Our case study addresses big data storage and tools for handling big data. We split the eight tables of TPC-H data across multiple data sources—Big Data Cluster storage pool (HDFS), Big Data Cluster data pool (SQL Server), and stand-alone MongoDB database and Oracle database instances. Our SQL Server Solutions engineering team modified all 22 of the TPC-H queries so that tables were selected from different data sources. Using data virtualization with PolyBase, the queries were successful, running without error and returning the results that joined all four data sources.
Data virtualization does not involve physically copying and moving the data, so the data is available to business users in real time. Big Data Cluster simplifies and centralizes access to and analysis of the organization’s data sphere. It enables IT to simplify management by consolidating big data and data virtualization on one platform with a proven set of tools.
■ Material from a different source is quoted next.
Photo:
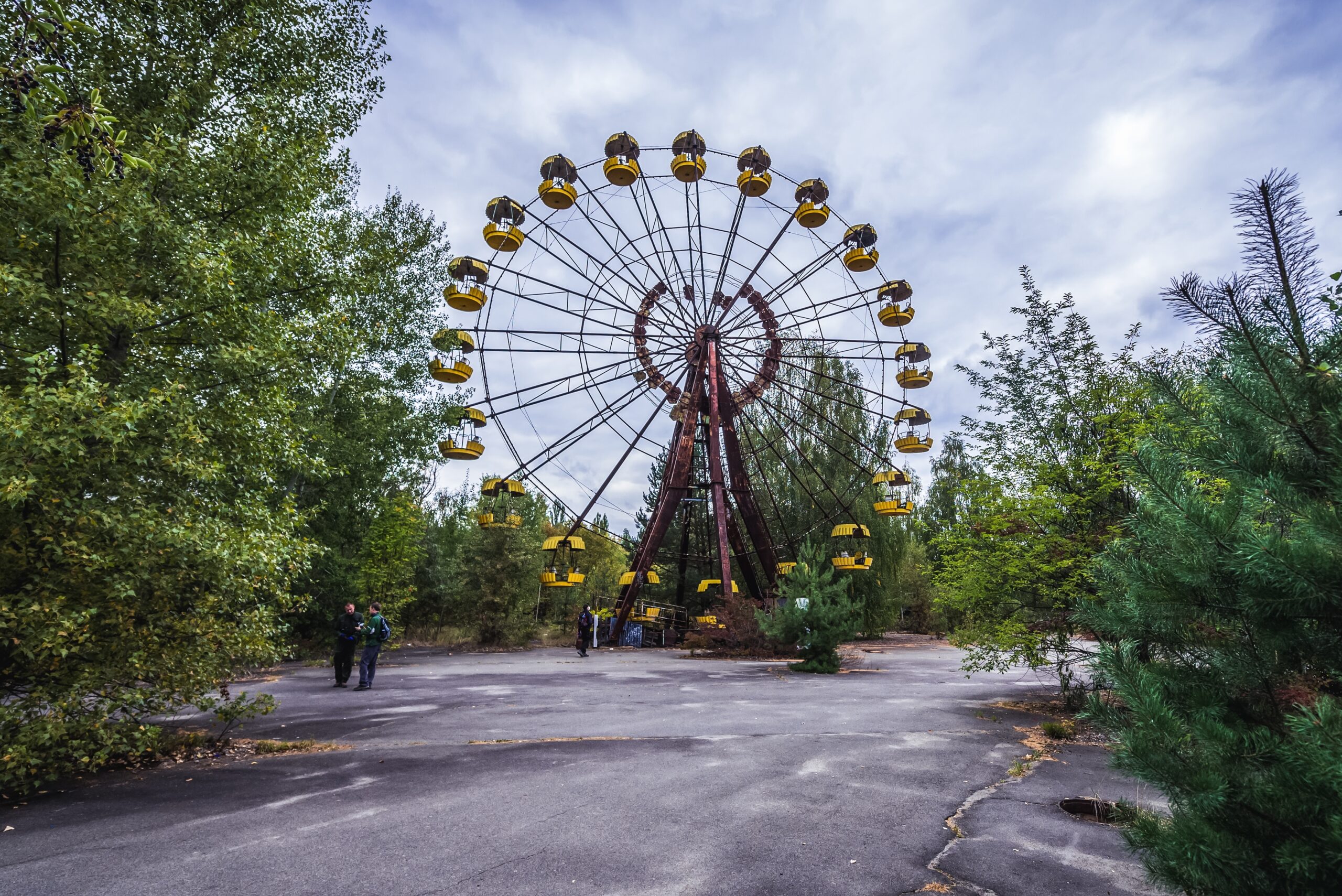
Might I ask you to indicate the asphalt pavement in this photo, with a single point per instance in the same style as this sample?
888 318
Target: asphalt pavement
627 773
To help ensure an organization’s success on the digital transformation journey, IT needs a highly scalable infrastructure and service automation. We showed how the combination of Docker containers, Kubernetes, and the vSphere CSI plug-in enables fast and easy provisioning of the Big Data Cluster services. The initial installation of Big Data Cluster took approximately 3 hours. With automation, subsequent refreshes took less than 30 minutes.
In our use case, the key to this increase in deployment speed was the capability to seamlessly provision persistent storage on the VxRail system. Without automated storage provisioning, administration would have been required for all the Big Data Cluster services—the SQL Server master instance, data pool, compute pool, and storage pool.
Our testing shows that customers can virtualize Docker containers and achieve important benefits including the capability to securely isolate a Big Data Cluster instance on a VxRail system.